Even with the rollout of the Pfizer vaccine beginning this week, health experts have say the uptick is a warning for the Christmas holidays.

Dr Anthony Fauci, the country’s top infectious diseases expert, told The Washington Post this week he would not be seeing his three adult daughters for Christmas, and urged others to do the same.

“I’m going to be with my wife – period,” the 79-year-old said.

“The Christmas holiday is a special holiday for us because Christmas Eve is my birthday. And Christmas Day is Christmas Day. And they are not going to come home. That’s painful. We don’t like that. But that’s just one of the things you’re going to have to accept as we go through this unprecedented challenging time.”

The first 2.9 million doses of the Pfizer vaccine began distribution this week, days after it was granted emergency use authority by the Food and Drug Administration.

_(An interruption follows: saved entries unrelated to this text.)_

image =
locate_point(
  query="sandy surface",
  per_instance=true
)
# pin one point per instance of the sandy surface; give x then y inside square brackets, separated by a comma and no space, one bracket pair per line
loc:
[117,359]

On Thursday, the FDA’s vaccine advisory panel voted in favour of a second vaccine from Moderna for broad distribution, paving the way for final emergency-use sign-off.

Health Secretary Alex Azar said on a conference call on Wednesday that 5.9 million doses of the Moderna vaccine, in addition to another two million doses of the Pfizer vaccine, could begin to roll out next week.

Heavy snow and ice on the eastern seaboard could potentially complicate the distribution operation.

Operation Warp Speed chief operating officer, US Army General Gustave Perna, said delivery companies FedEx and UPS had developed contingency plans for bad weather.

“We are on track with all the deliveries we said we were doing,” he told reporters at a briefing.

President-elect Joe Biden is expected to receive the vaccine early next week, according to his transition team – and he plans to get the shot in public, as health experts and political leaders seek to reassure Americans.

“I don’t want to get ahead of the line, but I want to make sure we demonstrate to the American people that it is safe to take,” the 78-year-old told reporters on Wednesday.

“When I do it, I’ll do it publicly, so you can all witness my getting it done.”

President Donald Trump earlier this week tweeted that he was “not scheduled to take the vaccine, but look forward to doing so at the appropriate time”.

White House Press Secretary Kayleigh McEnany said on Tuesday that the 74-year-old – who recovered from the virus after being hospitalised in October – would get the vaccine when his medical team determined it was best.

“The vaccine and the vaccine rollout are getting the best of reviews,” Mr Trump tweeted on Thursday. “Moving along really well. Get those ‘shots’ everyone!”